According to a systematic review and meta-analysis , Surgeons and medical interventionalists are at high risk for work-related musculoskeletal disorders , with rates comparable to construction workers. The study findings were published in the JAMA Surgery .
The lead author Bernard Lee explained many work-related musculoskeletal disorders depend on positioning, and result from standing in awkward, static positions for long periods of time, often with heavy equipment worn on the head, or heavy gowns worn on the body.
Long hours spent performing repetitive movements and less-than-ideal instrument design can also add to the wear and tear on surgeons' bodies. Such problems can cause some surgeons to cut back on procedures, take time off from work for rehabilitation or surgery , and even shorten careers.
Some studies suggest a higher prevalence of work-related musculoskeletal disorders among surgeons and interventionalists than among coal miners, manufacturing laborers, and physical therapists. Others have reported that up to 80% of at-risk physicians may experience significant work-related pain.
However, most of the data is limited or anecdotal. To provide more evidence, Dr Lee and colleagues searched four databases and two clinical trials for studies on work-related musculoskeletal disorders in surgeons and medical interventionalists.
The analysis included 21 articles published in English or Spanish in 23 different countries between 1974 and 2016 and encompassed data from 5828 physicians . Participants were 78.5% male (mean age, 46.0 years), had been in practice for roughly 12.8 years, and spent about 14.4 hours per week performing procedures.
Pooled crude prevalence estimates showed that the most common work-related musculoskeletal disorder was degenerative lumbar spine disease, with an overall career prevalence (OCP) of 19% (95% confidence interval [CI], 13% – 27%).

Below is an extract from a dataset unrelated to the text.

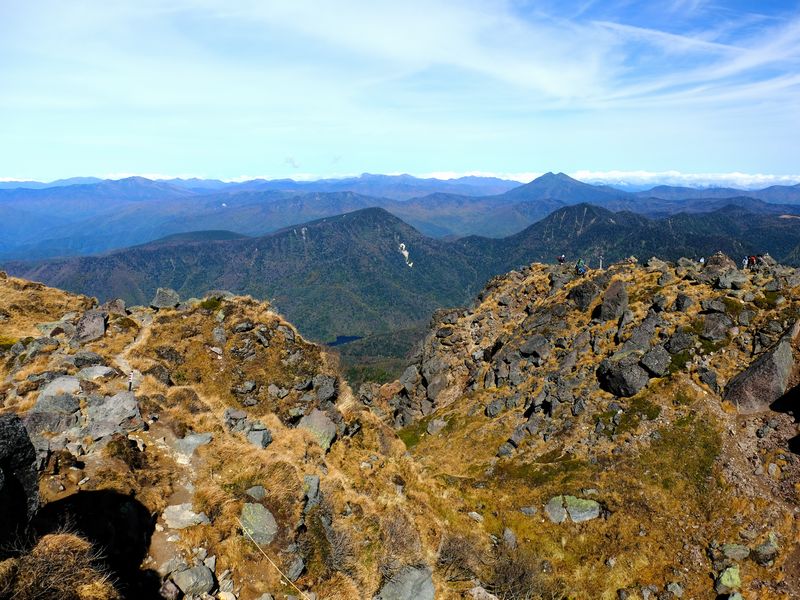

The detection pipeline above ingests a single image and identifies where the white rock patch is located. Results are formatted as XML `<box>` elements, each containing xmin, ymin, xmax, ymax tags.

Other common disorders included degenerative cervical spine disease (OCP, 17%: 95% CI, 12% – 25%), rotator cuff injury (OCP, 18%; 95% CI, 13% – 25%), and carpal tunnel syndrome ( OCP, 9%; 95% CI, 5% -16%).
Results also showed that the overall prevalence of neck, shoulder, back, or upper extremity pain in the last 12 months ranged from 21% to 60%, although results varied depending on how studies assessed pain.
Among physicians who experienced work-related musculoskeletal disorders, 12% (95% CI, 7% – 18%) needed to take a leave of absence, had to modify or restrict their practice, or entered early retirement. Twelve specialties in eight countries reported the need for ergonomics education.
The results point to the need for evidence-based ergonomics programs for surgeons and interventionalists. Such programs should be integrated with other types of wellness programs designed to prevent burnout, attrition, and suicide. First and foremost, however, is the need for awareness and frank discussion about the problem.